At least 27 overturned guilty verdicts in the past decade involved false confessions, according to the Innocence Project, a legal group that takes on wrongful conviction cases.

There's growing public awareness of the phenomenon, too. Court TV this week premiered "The Interrogation of Michael Crowe," the true story of a 14-year-old California boy who confessed to stabbing his 12-year-old sister and then later recanted. A drifter has been tied by DNA evidence to the crime and is facing charges.

Often, the suspects are young, like the five who confessed in the jogger case -- boys between 14 and 16 years old when the crime stunned the city in 1989. People in their position are frightened and easily influenced by aggressive investigators, said lawyers and criminal justice professors.

The Central Park case remains a matter of dispute. Lawyers for the five convicted say police coerced innocent black and Hispanic teens into confessing that they attacked the white victim during a spree of assaults and harassment that spurred its own buzzword -- "wilding."

The former sex crimes prosecutor who led the investigation, Linda Fairstein, defended the detectives' work and told a magazine she was still convinced that the five teens were guilty.

Police Commissioner Raymond Kelly yesterday said the new developments neither exonerated the five men nor found that police coerced the confessions.

The 58-page report that accompanied the request to vacate the convictions makes no mention of "innocence," but rather of "significant weaknesses" in the confessions, problems with discrepancies in the confessions and new evidence that emerged about that April night.

A convicted rapist confessed in January that he alone raped the woman, and DNA evidence tied him to the crime; more DNA testing ruled out hairs used in the trial to link some of the five to the crime.

Nationally, overturning convictions often hinges on new DNA evidence. In August, a judge threw out the conviction of a Detroit man who spent 17 years in prison for raping and murdering a teenage girl; he had confessed. Last December in Chicago, three men were freed after serving more than a decade in prison for rape and murder; one had confessed.

But how could someone falsely confess to a crime?

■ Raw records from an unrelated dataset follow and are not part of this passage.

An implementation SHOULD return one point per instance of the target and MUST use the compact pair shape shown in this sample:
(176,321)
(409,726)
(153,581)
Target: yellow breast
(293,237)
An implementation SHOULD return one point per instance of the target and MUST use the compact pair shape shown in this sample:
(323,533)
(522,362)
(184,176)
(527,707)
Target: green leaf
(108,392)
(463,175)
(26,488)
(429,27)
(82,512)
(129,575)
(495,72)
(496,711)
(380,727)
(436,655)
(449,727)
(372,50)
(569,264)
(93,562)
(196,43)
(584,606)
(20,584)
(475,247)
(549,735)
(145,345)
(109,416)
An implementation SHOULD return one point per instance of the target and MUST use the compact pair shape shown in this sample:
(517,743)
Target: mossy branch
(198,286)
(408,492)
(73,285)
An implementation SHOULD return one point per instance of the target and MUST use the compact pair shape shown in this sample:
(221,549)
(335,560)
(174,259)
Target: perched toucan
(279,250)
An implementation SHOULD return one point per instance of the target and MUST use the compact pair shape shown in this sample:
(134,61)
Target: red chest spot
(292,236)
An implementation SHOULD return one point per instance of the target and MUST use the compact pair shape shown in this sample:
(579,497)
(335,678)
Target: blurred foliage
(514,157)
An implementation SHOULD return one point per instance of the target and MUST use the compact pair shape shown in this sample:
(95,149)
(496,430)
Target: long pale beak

Geoff Alpert, a University of South Carolina criminal justice professor, said the old days of police "browbeating" confessions out of suspects are largely gone -- thanks to courts and new police policies -- but some coercion is still allowed.

"There's a fine line between legal coercion and illegal coercion," Alpert said. "The good cop-bad cop routine, that's totally legal and appropriate."

Professor Jim Cohen, who heads the Fordham University School of Law clinical program, described the possible police mindset in the Central Park case as officers connecting some teens who made them suspicious with a crime that left the victim comatose for a dozen days.

"These guys (the defendant youths) weren't sitting in a church; you knew they were up to no good," he said. "And certainly the condition this young woman was in suggested more than one person. Now, you just need to find some proof."

Professors and defense lawyers say the best way to protect against inappropriate or illegal interrogations is to videotape them from start to finish.

Many police and prosecutors nationally defend police interrogation techniques and are skeptical when confessions are recanted. They said the overwhelming majority of suspects who confess are guilty, despite their age, and investigators always seek corroborating evidence.